I enjoy thinking about Google’s Loon balloons. Others are fascinated as well. For instance, the renowned journalistic outfit CBS News showed a happy face. Navigate to “Can Google’s Internet Beaming Balloons Beat the Wind?” The answer, I thought, is obvious, “Darn right.” The write up told me:

Engineers involved in the eccentric project, a part of the X Lab owned by Google’s corporate parent Alphabet Inc., say they have come up with algorithms that enable the high-flying balloons to do a better job anticipating shifting wind conditions so they hover above masses of land for several months instead of orbiting the earth.

The idea is that instead of being blown like a US government balloon from the DC area to Pennsylvania, the Loon balloon would circle an area. Smart software does the trick. The technology allows the Google to deploy fewer balloons to provide Internet access (and ads) to those parts of the world where water, not online connectivity, is a big deal.

The write up points out:

The Alphabet subsidiaries operating outside Google, a hodgepodge of far-flung projects, have lost a combined $7.1 billion during the past two years. In an acknowledgement of their lofty goals and risky nature, Alphabet CEO Larry Page calls them “moonshots.”
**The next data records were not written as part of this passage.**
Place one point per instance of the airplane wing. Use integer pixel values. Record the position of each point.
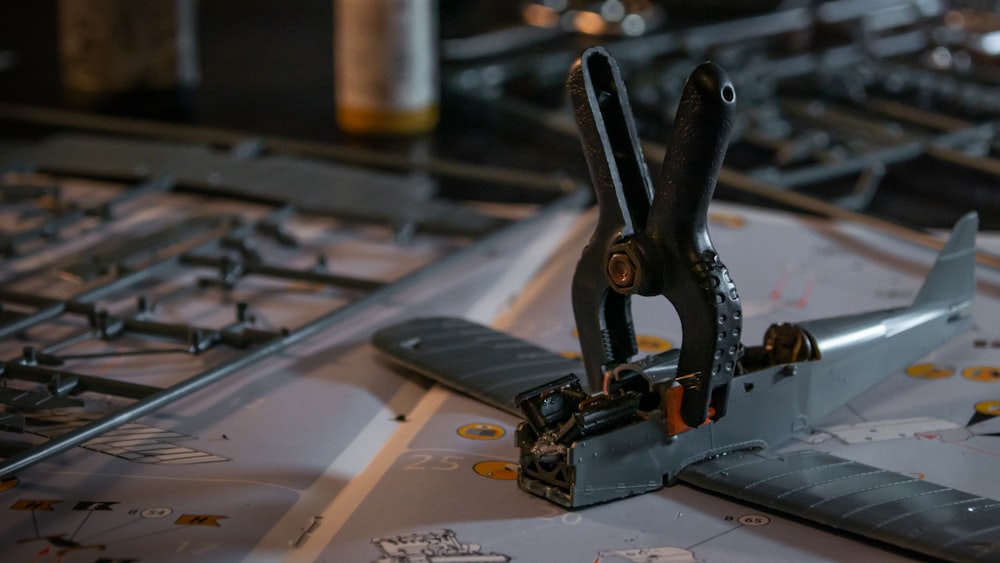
(875, 503)
(485, 364)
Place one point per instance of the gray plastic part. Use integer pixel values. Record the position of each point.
(479, 361)
(766, 406)
(865, 500)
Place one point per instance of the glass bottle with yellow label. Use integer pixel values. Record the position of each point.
(386, 66)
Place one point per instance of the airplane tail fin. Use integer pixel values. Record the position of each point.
(952, 280)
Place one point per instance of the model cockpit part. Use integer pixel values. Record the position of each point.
(703, 414)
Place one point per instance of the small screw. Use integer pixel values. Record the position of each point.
(621, 270)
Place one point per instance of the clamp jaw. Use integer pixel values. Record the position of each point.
(652, 238)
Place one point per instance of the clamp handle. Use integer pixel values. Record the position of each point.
(655, 241)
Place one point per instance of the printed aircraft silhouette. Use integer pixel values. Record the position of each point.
(705, 414)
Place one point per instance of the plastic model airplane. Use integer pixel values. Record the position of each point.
(705, 414)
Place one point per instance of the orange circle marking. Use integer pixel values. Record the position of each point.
(481, 431)
(652, 344)
(929, 371)
(730, 220)
(500, 470)
(990, 408)
(982, 373)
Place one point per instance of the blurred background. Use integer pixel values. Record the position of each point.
(884, 107)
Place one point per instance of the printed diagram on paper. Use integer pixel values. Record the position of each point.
(322, 452)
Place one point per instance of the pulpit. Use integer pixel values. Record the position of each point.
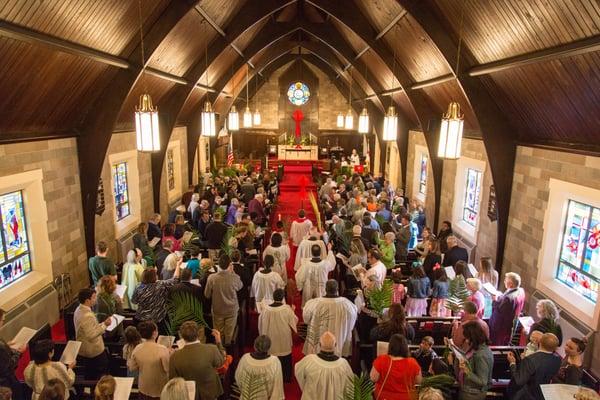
(292, 152)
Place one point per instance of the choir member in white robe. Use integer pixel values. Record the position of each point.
(263, 368)
(300, 228)
(281, 253)
(265, 282)
(277, 321)
(330, 313)
(304, 249)
(323, 376)
(312, 275)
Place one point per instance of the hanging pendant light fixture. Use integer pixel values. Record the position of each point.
(451, 128)
(349, 120)
(209, 128)
(390, 121)
(146, 115)
(233, 119)
(247, 112)
(256, 120)
(363, 118)
(340, 120)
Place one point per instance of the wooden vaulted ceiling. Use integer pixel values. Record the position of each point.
(48, 90)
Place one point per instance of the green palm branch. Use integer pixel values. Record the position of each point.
(253, 387)
(379, 299)
(182, 307)
(360, 387)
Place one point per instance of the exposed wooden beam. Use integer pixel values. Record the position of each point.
(31, 36)
(392, 23)
(578, 47)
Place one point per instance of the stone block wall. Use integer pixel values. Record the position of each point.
(105, 223)
(529, 200)
(179, 134)
(62, 192)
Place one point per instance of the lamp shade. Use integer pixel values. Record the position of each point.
(233, 121)
(451, 131)
(340, 120)
(256, 120)
(390, 125)
(247, 118)
(146, 125)
(349, 120)
(363, 121)
(209, 128)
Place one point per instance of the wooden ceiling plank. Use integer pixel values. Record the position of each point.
(583, 46)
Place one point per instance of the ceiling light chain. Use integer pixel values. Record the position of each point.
(146, 115)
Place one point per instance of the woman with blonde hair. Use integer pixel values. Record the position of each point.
(175, 389)
(131, 277)
(105, 388)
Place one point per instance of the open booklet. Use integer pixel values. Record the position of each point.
(491, 289)
(357, 270)
(166, 341)
(23, 337)
(191, 386)
(120, 290)
(123, 388)
(70, 352)
(115, 320)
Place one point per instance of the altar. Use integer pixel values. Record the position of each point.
(293, 152)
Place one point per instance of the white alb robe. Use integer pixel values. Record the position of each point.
(267, 370)
(312, 276)
(334, 314)
(281, 255)
(278, 324)
(263, 285)
(304, 251)
(299, 229)
(323, 380)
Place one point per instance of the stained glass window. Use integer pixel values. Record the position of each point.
(121, 190)
(15, 258)
(298, 93)
(472, 195)
(579, 261)
(170, 169)
(423, 176)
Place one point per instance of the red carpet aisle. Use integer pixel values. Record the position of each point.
(289, 203)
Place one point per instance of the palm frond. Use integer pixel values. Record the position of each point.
(379, 299)
(182, 307)
(457, 294)
(253, 387)
(359, 387)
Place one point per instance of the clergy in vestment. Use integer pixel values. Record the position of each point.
(277, 321)
(265, 282)
(325, 375)
(261, 370)
(312, 275)
(330, 313)
(304, 249)
(300, 228)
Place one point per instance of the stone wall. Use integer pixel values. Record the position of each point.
(487, 234)
(529, 200)
(105, 223)
(62, 192)
(181, 174)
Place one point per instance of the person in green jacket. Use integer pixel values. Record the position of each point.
(387, 249)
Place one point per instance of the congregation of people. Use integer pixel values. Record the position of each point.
(224, 247)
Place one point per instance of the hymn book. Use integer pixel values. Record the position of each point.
(70, 352)
(23, 337)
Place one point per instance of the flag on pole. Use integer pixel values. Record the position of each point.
(230, 151)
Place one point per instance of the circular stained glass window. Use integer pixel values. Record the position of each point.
(298, 93)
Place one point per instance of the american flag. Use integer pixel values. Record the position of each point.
(230, 151)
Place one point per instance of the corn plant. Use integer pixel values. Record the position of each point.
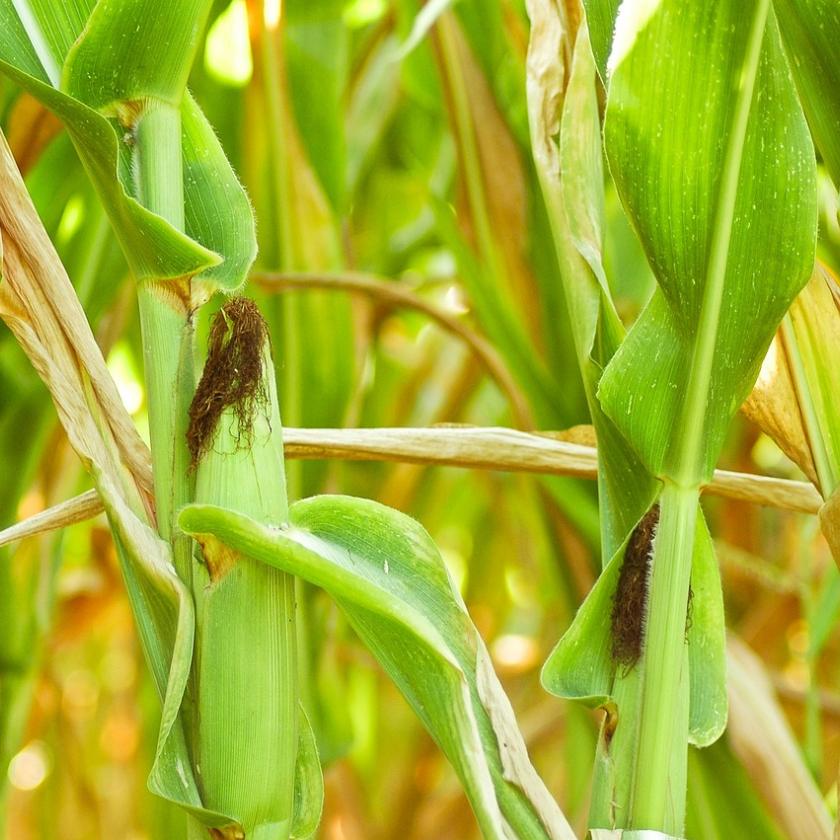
(219, 627)
(708, 130)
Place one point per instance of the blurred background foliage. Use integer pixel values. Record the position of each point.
(376, 140)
I noted that moon rhymes with loon.

The relative of Dr. Edward Teller allegedly said that the new approach plays “a game of chess with the wind.”

Anyone remember that old TV commercial, “It’s not nice to fool Mother Nature”? With some interesting weather manifesting itself here in good old rural Kentucky and near the Oroville Dam, Google believes it will look that Mother Nature in the eye and say, “Checkmate.” Weather is not match for the Googlers.